L’Encyclopédie/1re édition/EOLE

EOLE, (Mythol.) c’est le roi, ou pour mieux dire le dieu des vents ; car, suivant la remarque du P. Sanadon, les vents paroissent dans la Mythologie comme des especes de petits génies, volages, inquiets & mutins, qui semblent prendre plaisir à bouleverser l’univers. Ce sont eux qui ont donné entrée à la mer au milieu des terres, qui ont détaché quantité d’îles du continent, & qui ont causé une infinité d’autres ravages dans la nature.

Pour prévenir de pareilles entreprises dans la suite, la fable les resserra dans de certains pays, particulierement dans les îles éoliennes, aujourd’hui les îles de Lipari, entre l’Italie & la Sicile ; & en conséquence la même fable leur donna un roi nommé Eole.

Ce nouveau monarque, ou plûtôt ce nouveau dieu, a joüé un grand rôle dans la Poésie, pour élever les tempêtes, ou pour les calmer. Ulysse s’adresse à lui dans Homere, pour en obtenir une heureuse navigation : mais dans Virgile, la reine même des dieux ne dédaigne pas d’implorer son secours, pour traverser l’établissement de la colonie troyenne en Italie, & l’on peut dire que le roi des vents a la gloire de commencer le nœud de cette grande action dans l’Enéide.

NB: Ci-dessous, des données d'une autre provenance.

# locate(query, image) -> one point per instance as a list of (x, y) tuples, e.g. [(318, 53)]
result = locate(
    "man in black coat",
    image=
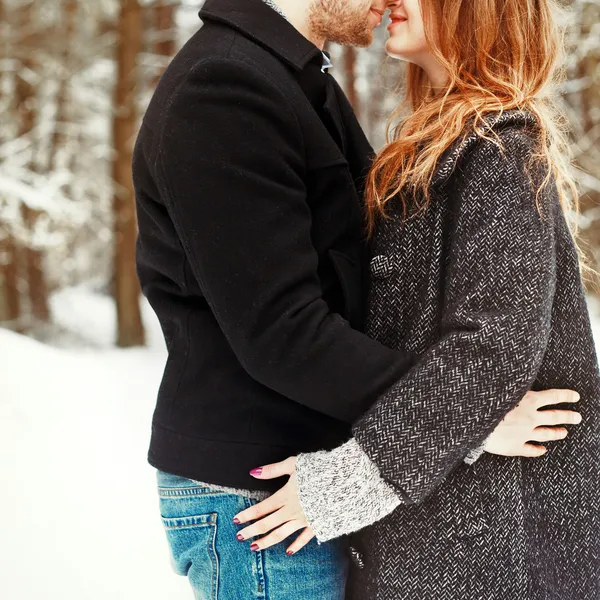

C’est lui qui, dans un antre vaste & profond, tient tous les vents enchaînés, il les gouverne par sa puissance ; & se tenant assis sur la montagne la plus haute, il appaise à sa volonté leur furie, s’oppose à leurs efforts, les arrête dans leurs prisons, ou les met en liberté : s’il cessoit un moment de veiller sur eux, le ciel, la terre, la mer, tous les élémens seroient confondus.

...............Celsâ sedet Œolus arce
Sceptra tenens, mollitque animos, & temperat iras.
Ni faciat, maria, ac terras, cælumque profundum
Quippe ferant rapidi secum, verrantque per auras
.

Æneïd. lib. I. v. 52. & sequ.

Junon, pour l’engager à servir sa colere, lui offre en mariage une des quatorze nymphes de sa suite, & la plus belle de toutes, en un mot Déjopée :

Sunt mihi bis septem præstanti corpore nymphæ :
Quarum, quæ forma pulcherrima, Dejopeiam
Connubio jungam stabili, propriamque dicabo :
Omnes ut recum meritis pro talibus annos
Exigat, & pulchra faciat te prole parentem.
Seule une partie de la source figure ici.